PS > $null | out-file outed.txt
PS > $null | set-content set.txt
PS > md5sum *
f3b25701fe362ec84616a93a45ce9998 *outed.txt
d41d8cd98f00b204e9800998ecf8427e *set.txt
This means the defaults of two commands are incompatible, and mixing them will corrupt text, so always specify an encoding.
Formatting
As Bartek explained, Out-File saves the fancy formatting of the output, as seen in the terminal. So in a folder with two files, the command dir | out-file out.txt creates a file with 11 lines.
Whereas Set-Content saves a simpler representation. In that folder with two files, the command dir | set-content sc.txt creates a file with two lines.

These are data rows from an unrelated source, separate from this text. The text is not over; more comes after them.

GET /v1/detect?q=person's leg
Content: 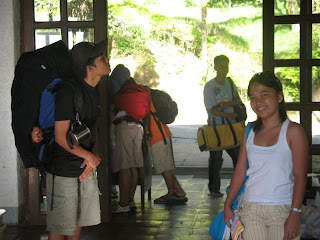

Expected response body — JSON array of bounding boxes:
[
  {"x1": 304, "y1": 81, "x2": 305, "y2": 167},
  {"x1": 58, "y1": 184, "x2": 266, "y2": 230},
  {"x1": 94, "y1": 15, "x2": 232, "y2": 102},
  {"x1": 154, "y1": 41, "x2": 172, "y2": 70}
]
[
  {"x1": 240, "y1": 203, "x2": 273, "y2": 240},
  {"x1": 174, "y1": 175, "x2": 187, "y2": 197},
  {"x1": 47, "y1": 173, "x2": 79, "y2": 237},
  {"x1": 161, "y1": 170, "x2": 176, "y2": 195},
  {"x1": 128, "y1": 168, "x2": 138, "y2": 202},
  {"x1": 226, "y1": 147, "x2": 240, "y2": 168},
  {"x1": 208, "y1": 151, "x2": 223, "y2": 193},
  {"x1": 267, "y1": 205, "x2": 300, "y2": 240},
  {"x1": 119, "y1": 168, "x2": 132, "y2": 207}
]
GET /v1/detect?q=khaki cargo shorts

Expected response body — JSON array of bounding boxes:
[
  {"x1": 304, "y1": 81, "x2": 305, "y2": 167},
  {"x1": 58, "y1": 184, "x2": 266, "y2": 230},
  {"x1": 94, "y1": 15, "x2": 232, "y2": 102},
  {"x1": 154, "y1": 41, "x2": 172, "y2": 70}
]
[
  {"x1": 111, "y1": 121, "x2": 143, "y2": 173},
  {"x1": 150, "y1": 137, "x2": 175, "y2": 174},
  {"x1": 46, "y1": 172, "x2": 101, "y2": 235}
]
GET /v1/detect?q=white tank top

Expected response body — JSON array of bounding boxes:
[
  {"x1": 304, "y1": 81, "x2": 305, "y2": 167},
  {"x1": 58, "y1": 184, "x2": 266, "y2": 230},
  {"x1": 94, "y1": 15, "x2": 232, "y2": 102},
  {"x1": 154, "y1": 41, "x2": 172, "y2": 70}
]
[{"x1": 244, "y1": 119, "x2": 294, "y2": 205}]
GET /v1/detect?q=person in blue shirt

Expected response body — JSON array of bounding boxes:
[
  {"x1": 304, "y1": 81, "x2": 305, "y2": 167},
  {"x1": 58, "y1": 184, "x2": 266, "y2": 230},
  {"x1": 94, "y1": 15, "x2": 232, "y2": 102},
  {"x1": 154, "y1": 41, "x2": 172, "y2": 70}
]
[{"x1": 203, "y1": 55, "x2": 242, "y2": 197}]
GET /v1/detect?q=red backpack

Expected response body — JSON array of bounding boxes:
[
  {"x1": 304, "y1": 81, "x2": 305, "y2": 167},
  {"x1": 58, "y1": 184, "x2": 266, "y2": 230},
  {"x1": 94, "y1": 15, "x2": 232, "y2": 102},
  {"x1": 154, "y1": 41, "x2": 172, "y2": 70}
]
[{"x1": 114, "y1": 78, "x2": 151, "y2": 120}]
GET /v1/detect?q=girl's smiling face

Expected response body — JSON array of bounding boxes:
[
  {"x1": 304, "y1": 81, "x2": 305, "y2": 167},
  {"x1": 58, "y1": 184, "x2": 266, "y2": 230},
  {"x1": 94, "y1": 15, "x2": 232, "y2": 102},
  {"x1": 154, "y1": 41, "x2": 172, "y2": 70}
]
[{"x1": 249, "y1": 82, "x2": 283, "y2": 119}]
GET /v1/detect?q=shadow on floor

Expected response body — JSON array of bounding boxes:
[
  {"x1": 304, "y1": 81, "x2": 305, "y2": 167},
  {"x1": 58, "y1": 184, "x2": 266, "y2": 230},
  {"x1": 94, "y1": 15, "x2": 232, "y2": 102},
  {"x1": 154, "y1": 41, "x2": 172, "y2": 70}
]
[{"x1": 0, "y1": 175, "x2": 229, "y2": 240}]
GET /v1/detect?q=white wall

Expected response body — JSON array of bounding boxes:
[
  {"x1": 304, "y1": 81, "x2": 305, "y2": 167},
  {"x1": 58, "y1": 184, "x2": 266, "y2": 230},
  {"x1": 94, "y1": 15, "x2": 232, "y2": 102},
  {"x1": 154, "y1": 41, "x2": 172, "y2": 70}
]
[{"x1": 0, "y1": 0, "x2": 24, "y2": 224}]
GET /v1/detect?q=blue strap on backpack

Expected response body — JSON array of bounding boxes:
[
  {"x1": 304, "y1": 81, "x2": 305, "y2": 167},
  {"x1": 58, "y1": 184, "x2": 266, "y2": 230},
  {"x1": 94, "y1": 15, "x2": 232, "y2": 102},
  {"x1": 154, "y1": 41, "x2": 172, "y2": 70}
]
[
  {"x1": 209, "y1": 122, "x2": 252, "y2": 240},
  {"x1": 39, "y1": 78, "x2": 63, "y2": 163}
]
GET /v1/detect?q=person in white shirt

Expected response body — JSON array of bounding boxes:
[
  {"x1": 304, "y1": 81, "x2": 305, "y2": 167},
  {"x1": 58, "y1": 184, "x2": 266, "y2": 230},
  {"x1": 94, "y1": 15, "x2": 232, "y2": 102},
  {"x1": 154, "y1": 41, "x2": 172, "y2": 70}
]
[{"x1": 224, "y1": 72, "x2": 308, "y2": 240}]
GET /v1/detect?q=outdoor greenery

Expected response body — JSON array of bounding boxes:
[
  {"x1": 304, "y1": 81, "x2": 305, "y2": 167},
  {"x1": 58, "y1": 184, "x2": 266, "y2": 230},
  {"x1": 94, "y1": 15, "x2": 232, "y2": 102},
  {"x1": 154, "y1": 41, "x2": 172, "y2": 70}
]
[{"x1": 108, "y1": 0, "x2": 320, "y2": 111}]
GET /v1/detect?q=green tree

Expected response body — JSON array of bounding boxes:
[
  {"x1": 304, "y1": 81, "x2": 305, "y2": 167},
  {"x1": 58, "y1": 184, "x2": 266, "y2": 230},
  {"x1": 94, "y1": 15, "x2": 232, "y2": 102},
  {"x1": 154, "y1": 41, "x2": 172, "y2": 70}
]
[
  {"x1": 186, "y1": 0, "x2": 212, "y2": 80},
  {"x1": 34, "y1": 0, "x2": 60, "y2": 22}
]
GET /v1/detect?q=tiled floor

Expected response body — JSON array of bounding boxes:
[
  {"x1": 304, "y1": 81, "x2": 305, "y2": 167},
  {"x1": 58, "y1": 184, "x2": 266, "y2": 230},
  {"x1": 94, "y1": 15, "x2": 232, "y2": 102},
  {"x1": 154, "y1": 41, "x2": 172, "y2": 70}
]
[{"x1": 0, "y1": 175, "x2": 229, "y2": 240}]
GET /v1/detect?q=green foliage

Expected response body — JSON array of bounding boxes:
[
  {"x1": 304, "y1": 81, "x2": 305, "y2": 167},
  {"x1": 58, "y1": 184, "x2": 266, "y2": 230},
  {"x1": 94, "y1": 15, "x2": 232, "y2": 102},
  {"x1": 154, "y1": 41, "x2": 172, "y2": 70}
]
[
  {"x1": 208, "y1": 24, "x2": 250, "y2": 52},
  {"x1": 34, "y1": 0, "x2": 60, "y2": 21},
  {"x1": 275, "y1": 67, "x2": 300, "y2": 102},
  {"x1": 274, "y1": 24, "x2": 300, "y2": 59},
  {"x1": 274, "y1": 0, "x2": 300, "y2": 16}
]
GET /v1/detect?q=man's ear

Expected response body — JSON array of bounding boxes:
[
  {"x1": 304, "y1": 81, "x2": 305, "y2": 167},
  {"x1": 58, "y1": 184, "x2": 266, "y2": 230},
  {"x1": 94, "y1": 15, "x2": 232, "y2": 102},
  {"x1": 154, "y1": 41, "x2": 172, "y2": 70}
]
[
  {"x1": 278, "y1": 92, "x2": 284, "y2": 103},
  {"x1": 86, "y1": 65, "x2": 93, "y2": 72}
]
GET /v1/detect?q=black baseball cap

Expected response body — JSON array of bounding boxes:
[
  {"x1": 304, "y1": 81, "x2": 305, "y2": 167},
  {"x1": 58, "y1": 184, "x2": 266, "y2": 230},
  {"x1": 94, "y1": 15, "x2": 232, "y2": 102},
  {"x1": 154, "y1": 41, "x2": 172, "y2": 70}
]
[{"x1": 71, "y1": 39, "x2": 107, "y2": 78}]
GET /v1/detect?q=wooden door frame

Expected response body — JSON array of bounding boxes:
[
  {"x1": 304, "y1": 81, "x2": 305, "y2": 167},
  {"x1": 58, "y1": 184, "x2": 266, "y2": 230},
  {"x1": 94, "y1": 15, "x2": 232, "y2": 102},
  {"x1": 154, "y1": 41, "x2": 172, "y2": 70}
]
[
  {"x1": 263, "y1": 0, "x2": 320, "y2": 190},
  {"x1": 20, "y1": 0, "x2": 111, "y2": 225}
]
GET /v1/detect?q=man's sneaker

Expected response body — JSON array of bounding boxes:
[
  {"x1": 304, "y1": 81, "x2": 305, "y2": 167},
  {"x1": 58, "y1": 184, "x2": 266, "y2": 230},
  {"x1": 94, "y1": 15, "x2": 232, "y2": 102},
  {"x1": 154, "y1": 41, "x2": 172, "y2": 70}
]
[
  {"x1": 112, "y1": 204, "x2": 130, "y2": 214},
  {"x1": 129, "y1": 200, "x2": 137, "y2": 211},
  {"x1": 208, "y1": 192, "x2": 224, "y2": 197}
]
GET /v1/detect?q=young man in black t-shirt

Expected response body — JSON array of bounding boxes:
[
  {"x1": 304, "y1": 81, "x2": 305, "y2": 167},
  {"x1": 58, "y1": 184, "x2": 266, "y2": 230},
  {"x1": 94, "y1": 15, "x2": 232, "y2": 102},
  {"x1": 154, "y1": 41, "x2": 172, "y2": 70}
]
[{"x1": 46, "y1": 41, "x2": 110, "y2": 240}]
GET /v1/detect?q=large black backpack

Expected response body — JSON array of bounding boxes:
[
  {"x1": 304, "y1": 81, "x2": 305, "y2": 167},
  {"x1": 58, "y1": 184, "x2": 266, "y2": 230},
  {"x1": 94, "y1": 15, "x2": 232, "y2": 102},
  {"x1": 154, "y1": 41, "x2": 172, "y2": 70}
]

To emulate the output in the terminal:
PS > dir | ForEach-Object {$_.ToString()}
out.txt
sc.txt
I believe this formatting has a consequence for line breaks, but I can't describe it yet.
File creation
Set-Content doesn't reliably create an empty file when Out-File would:
In an empty folder, the command dir | out-file out.txt creates a file, while dir | set-content sc.txt does not.
Pipeline Variable
Set-Content takes the filename from the pipeline; allowing you to set a number of files' contents to some fixed value.
Out-File takes the data as from the pipeline; updating a single file's content.
Parameters
Set-Content includes the following additional parameters:
Exclude
Filter
Include
PassThru
Stream
UseTransaction
Out-File includes the following additional parameters:
Append
NoClobber
Width
For more information about what those parameters are, please refer to help; e.g. get-help out-file -parameter append.

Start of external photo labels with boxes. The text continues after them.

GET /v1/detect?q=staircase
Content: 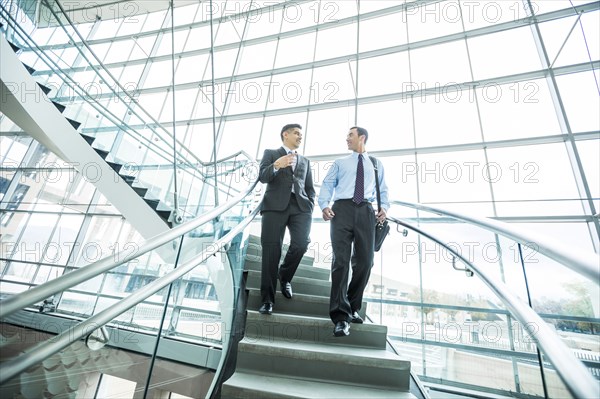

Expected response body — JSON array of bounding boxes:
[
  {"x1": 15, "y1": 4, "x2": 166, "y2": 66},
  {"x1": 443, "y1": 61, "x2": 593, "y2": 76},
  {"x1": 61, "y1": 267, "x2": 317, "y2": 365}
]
[
  {"x1": 0, "y1": 31, "x2": 173, "y2": 234},
  {"x1": 221, "y1": 237, "x2": 415, "y2": 399}
]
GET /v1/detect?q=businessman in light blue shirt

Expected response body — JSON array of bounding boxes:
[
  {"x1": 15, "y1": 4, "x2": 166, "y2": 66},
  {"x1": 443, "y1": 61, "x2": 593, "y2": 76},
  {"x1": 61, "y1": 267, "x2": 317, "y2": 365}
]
[{"x1": 319, "y1": 127, "x2": 390, "y2": 337}]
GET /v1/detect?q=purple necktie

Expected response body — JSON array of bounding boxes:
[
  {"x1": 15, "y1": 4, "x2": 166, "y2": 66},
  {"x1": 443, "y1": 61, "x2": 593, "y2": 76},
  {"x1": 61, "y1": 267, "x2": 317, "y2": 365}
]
[{"x1": 352, "y1": 154, "x2": 365, "y2": 204}]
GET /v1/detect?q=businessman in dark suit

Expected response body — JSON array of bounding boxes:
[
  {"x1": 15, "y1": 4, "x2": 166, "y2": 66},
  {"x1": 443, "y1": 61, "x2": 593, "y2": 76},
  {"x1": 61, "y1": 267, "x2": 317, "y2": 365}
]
[{"x1": 259, "y1": 124, "x2": 315, "y2": 314}]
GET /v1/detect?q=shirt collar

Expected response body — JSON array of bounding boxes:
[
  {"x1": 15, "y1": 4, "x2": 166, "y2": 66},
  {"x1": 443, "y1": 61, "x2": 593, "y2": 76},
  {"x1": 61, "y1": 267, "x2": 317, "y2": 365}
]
[{"x1": 282, "y1": 145, "x2": 298, "y2": 154}]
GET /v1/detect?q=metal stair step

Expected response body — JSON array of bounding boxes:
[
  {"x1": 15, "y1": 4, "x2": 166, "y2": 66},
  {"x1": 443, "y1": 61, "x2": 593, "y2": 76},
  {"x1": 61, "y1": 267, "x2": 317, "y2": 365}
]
[
  {"x1": 244, "y1": 257, "x2": 331, "y2": 281},
  {"x1": 246, "y1": 270, "x2": 331, "y2": 297},
  {"x1": 236, "y1": 337, "x2": 410, "y2": 391},
  {"x1": 247, "y1": 288, "x2": 367, "y2": 319},
  {"x1": 244, "y1": 310, "x2": 387, "y2": 349},
  {"x1": 221, "y1": 372, "x2": 415, "y2": 399}
]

Out-File has the behavior of overwriting the output path unless the -NoClobber and/or the -Append flag is set. Add-Content will append content if the output path already exists by default (if it can). Both will create the file if one doesn't already exist.
Another interesting difference is that Add-Content will create an ASCII encoded file by default and Out-File will create a little endian unicode encoded file by default.
> is an alias syntactic sugar for Out-File. It's Out-File with some pre-defined parameter settings.
Well, I would disagree... :)
Out-File has -Append (-NoClober is there to avoid overwriting) that will Add-Content. But this is not the same beast.
command | Add-Content will use .ToString() method on input. Out-File will use default formatting.
so:
ls | Add-Content test.txt
and
ls | Out-File test.txt
will give you totally different results.
And no, '>' is not alias, it's redirection operator (same as in other shells). And has very serious limitation... It will cut lines same way they are displayed. Out-File has -Width parameter that helps you avoid this. Also, with redirection operators you can't decide what encoding to use.
HTH
Bartek
Set-Content supports -Encoding Byte, while Out-File does not.
So when you want to write binary data or result of Text.Encoding#GetBytes() to a file, you should use Set-Content.
Wanted to add about difference on encoding:
Windows with PowerShell 5.1:
Out-File - Default encoding is utf-16le
Set-Content - Default encoding is us-ascii
Linux with PowerShell 7.1:
Out-File - Default encoding is us-ascii
Set-Content - Default encoding is us-ascii
Out-file -append or >> can actually mix two encodings in the same file. Even if the file is originally ASCII or ANSI, it will add Unicode by default to the bottom of it. Add-content will check the encoding and match it before appending. Btw, export-csv defaults to ASCII (no accents), and set-content/add-content to ANSI.
TL;DR, use Set-Content as it's more consistent over Out-File.
Set-Content behavior is the same over different powershell versions
Out-File as #JagWireZ says produces different encodings for the default settings, even on the same OS(Windows) the docs for powershell 5.1 and powershell 7.3 state that the encoding changed from unicode to utf8NoBOM
Some issues like Malformed XML arise from using Out-File, that could of course be fixed by setting the desired encoding, however it's likely to forget to set the encoding and end up with issues.